The Diagnostic Pattern#
This chapter — and the four-chapter arc on strategic decision failures — closes with a fundamental point: every decision failure is, at its root, an information failure.
- Fatal directions (Chapter 15) come from acting on assumptions that haven’t been checked against current reality.
- Autocratic decisions (Chapter 16) come from silencing the voices that carry inconvenient truths.
- Missed windows (Chapter 17) come from information processes that move slower than the markets they’re trying to track.
- Information decay (this chapter) is the foundation under all three — the slow corruption of the data that decisions depend on.
The three cases show three distinct decay mechanisms:
- Structural decay (Ironclad): Too many layers between the front line and the decision-maker, each one sanding off nuance.
- Substitutional decay (Broadfield): Replacing direct observation with quantitative proxies that can’t capture context.

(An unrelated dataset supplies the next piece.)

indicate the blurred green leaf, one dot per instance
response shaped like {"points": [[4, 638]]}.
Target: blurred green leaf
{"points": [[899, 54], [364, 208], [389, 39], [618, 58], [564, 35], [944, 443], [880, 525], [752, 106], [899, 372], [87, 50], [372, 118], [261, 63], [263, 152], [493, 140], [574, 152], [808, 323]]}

- Curatorial decay (Quantum): A trusted gatekeeper who filters information based on what the decision-maker wants to hear.
The diagnostic questions for any organization:
- “How many layers does information travel through before it reaches me?” Each layer is a potential point of distortion.
- “When did I last observe our operations directly — not through reports, not through dashboards, but with my own eyes?” If the answer is months ago, substitutional decay is likely already at work.
- “Who controls what information I see, and what are their incentives?” If the person curating your information is rewarded for good news and punished for bad news, you’re not getting information. You’re getting a performance.
The fix for information decay isn’t more data. It’s shorter paths between the decision-maker and reality — fewer layers, more direct observation, and a culture where delivering bad news is treated as a contribution, not a career risk.
Ultimately, the quality of your decisions can never exceed the quality of your information. And the quality of your information depends not on how much you collect, but on how little gets lost between collection and comprehension.